The pandemic could have prevented Conte’s opponents from trying to oust him from office, according to Eurasia Group’s Santi, but not for long.
“As with many other leaders on the continent — irrespective of their actual record in managing Covid-19 — Conte benefited from a noticeable ‘rally around the flag’ effect,” Santi said.
Yet De Luca noted how the pandemic had also brought about public criticism of Conte in Italy, particularly amid a second wave of infections. Italy is still operating under strict coronavirus restrictions, which are not being relaxed over Christmas as Italy tries to avoid a third wave of cases.
“With the second wave, something has changed,” De Luca said. “His popularity has decreased. His choices are more contested by citizens or the self-employed and other categories of workers, such as restaurateurs for example,” he said.
Frictions have also emerged again in Italy’s ruling coalition, most recently over the management of EU recovery funds for Italy in the wake of the pandemic and reform of the European Stability Mechanism, the euro zone’s bailout fund.
Scores of rebels within M5S had threatened to oppose the government on supporting the reform at an EU level. But in the end, Italy’s Parliament gave the go-ahead earlier Dec. 9 for the prime minister to approve the changes when EU leaders met at a summit on Dec. 10-11.
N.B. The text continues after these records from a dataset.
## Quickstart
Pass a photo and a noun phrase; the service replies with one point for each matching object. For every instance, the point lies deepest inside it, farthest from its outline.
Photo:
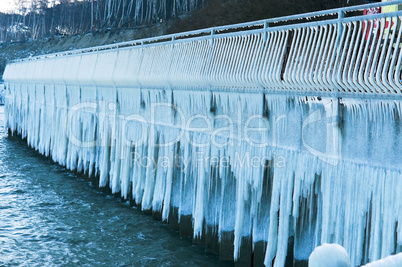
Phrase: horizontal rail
(352, 56)
(216, 31)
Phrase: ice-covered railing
(339, 56)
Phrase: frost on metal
(165, 123)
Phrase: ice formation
(329, 255)
(227, 131)
(390, 261)
(349, 196)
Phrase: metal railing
(349, 54)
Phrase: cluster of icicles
(352, 200)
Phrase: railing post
(212, 37)
(341, 15)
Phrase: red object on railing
(366, 28)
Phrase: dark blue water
(49, 217)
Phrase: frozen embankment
(272, 184)
(268, 142)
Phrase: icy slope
(266, 166)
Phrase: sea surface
(50, 217)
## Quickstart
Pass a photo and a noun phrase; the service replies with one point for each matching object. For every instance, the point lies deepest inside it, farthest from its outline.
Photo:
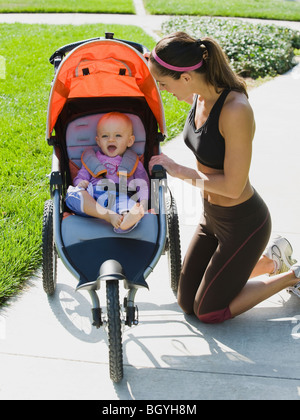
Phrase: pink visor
(175, 68)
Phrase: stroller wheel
(114, 331)
(49, 252)
(174, 248)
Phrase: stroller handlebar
(62, 51)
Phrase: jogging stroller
(94, 77)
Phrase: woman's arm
(237, 127)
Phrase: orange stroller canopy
(103, 68)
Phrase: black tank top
(206, 143)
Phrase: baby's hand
(83, 184)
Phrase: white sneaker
(280, 251)
(295, 289)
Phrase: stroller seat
(88, 241)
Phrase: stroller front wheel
(114, 331)
(173, 247)
(49, 264)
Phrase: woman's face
(180, 88)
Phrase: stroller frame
(111, 271)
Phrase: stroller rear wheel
(173, 247)
(49, 264)
(114, 331)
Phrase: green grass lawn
(64, 6)
(25, 157)
(265, 9)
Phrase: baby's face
(114, 136)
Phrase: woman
(235, 227)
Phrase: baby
(89, 195)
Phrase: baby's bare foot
(115, 219)
(132, 217)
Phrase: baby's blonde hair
(114, 114)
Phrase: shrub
(253, 50)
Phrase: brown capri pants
(222, 254)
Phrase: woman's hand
(163, 160)
(83, 184)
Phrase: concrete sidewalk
(49, 350)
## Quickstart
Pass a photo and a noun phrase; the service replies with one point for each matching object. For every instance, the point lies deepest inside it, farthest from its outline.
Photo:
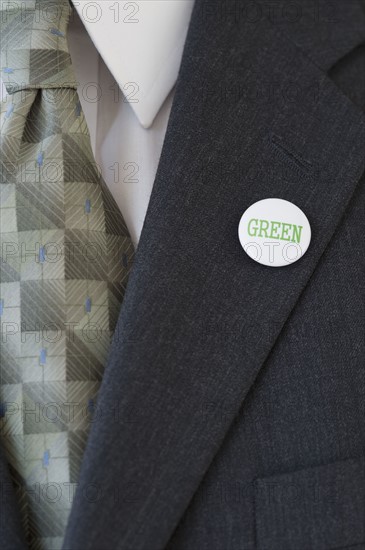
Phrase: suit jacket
(231, 414)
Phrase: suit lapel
(253, 117)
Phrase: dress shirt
(127, 137)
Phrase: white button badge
(274, 232)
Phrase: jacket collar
(200, 318)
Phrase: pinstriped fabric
(65, 258)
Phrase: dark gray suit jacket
(233, 404)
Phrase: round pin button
(274, 232)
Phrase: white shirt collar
(142, 44)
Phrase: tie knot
(34, 48)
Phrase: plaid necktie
(65, 258)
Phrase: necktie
(65, 257)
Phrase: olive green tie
(65, 257)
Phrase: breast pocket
(320, 508)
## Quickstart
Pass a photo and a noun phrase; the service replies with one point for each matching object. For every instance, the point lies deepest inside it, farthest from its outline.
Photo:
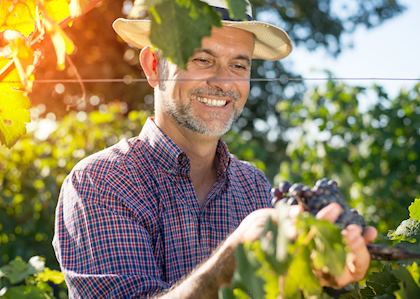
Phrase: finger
(369, 234)
(330, 212)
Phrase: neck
(200, 150)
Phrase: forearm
(205, 281)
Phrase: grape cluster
(314, 199)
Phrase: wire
(129, 80)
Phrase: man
(162, 213)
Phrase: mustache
(209, 91)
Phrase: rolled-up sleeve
(103, 251)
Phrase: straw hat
(271, 42)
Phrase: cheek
(244, 90)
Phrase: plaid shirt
(128, 223)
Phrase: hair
(162, 67)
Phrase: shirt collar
(171, 157)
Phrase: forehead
(230, 40)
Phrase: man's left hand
(358, 258)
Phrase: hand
(358, 258)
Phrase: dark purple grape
(313, 200)
(284, 186)
(276, 192)
(297, 189)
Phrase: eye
(202, 61)
(240, 66)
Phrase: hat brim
(271, 42)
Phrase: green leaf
(24, 292)
(245, 276)
(300, 277)
(177, 17)
(54, 276)
(329, 253)
(17, 270)
(408, 287)
(408, 230)
(237, 9)
(383, 283)
(414, 209)
(415, 272)
(226, 293)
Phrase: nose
(221, 78)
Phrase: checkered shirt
(128, 223)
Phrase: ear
(148, 61)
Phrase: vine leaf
(237, 9)
(414, 209)
(77, 7)
(18, 16)
(177, 17)
(300, 276)
(62, 43)
(17, 270)
(14, 108)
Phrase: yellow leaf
(57, 10)
(62, 43)
(18, 15)
(23, 58)
(14, 108)
(77, 7)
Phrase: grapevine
(324, 192)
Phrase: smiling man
(162, 213)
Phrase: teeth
(211, 102)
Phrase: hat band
(224, 13)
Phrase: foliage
(32, 172)
(275, 266)
(373, 155)
(31, 280)
(23, 25)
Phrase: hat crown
(139, 9)
(223, 4)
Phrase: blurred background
(362, 133)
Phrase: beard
(184, 116)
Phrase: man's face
(210, 94)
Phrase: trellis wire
(284, 79)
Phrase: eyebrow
(210, 52)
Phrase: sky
(389, 50)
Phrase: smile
(211, 102)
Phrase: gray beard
(183, 116)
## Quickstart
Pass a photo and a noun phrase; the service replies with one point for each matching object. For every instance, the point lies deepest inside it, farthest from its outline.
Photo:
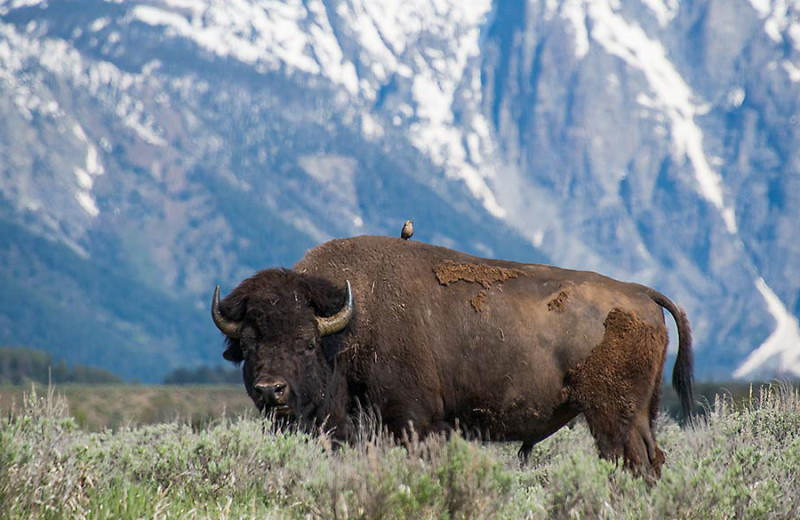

According to Wolfango Piccoli, co-president of Teneo Intelligence, the pandemic has allowed Conte “to concentrate power and secure significant leeway from his political backers” but he has since been found wanting.
“The government’s disastrous management of the second wave of Covid-19, coupled with the inefficient handling of the financial aid pledged to businesses and workers and an amateurish communication policy, have undermined Conte’s standing,” Piccoli said in a note.
Piccoli has forecast a limited Cabinet reshuffle in January as the fragile governing coalition seeks to iron out its differences and formulate a new political program. But, he said, “looking further ahead, Conte’s third government will remain a fragile governing arrangement that is utterly inadequate to lead the country out of the economic quagmire precipitated by the pandemic.”
The prospect of new elections is still far off, experts say, for now, but Santi noted that “Conte is still on shaky ground.”
“None of the parties in the government want snap elections, which remain a distant prospect. But many in the coalition would welcome a change in government that brings in a new prime minister, backed by a similar coalition in parliament,” Santi said.
“I suspect that as the health-care emergency gradually lets up next year, attempts to get rid of Conte will resume in earnest.”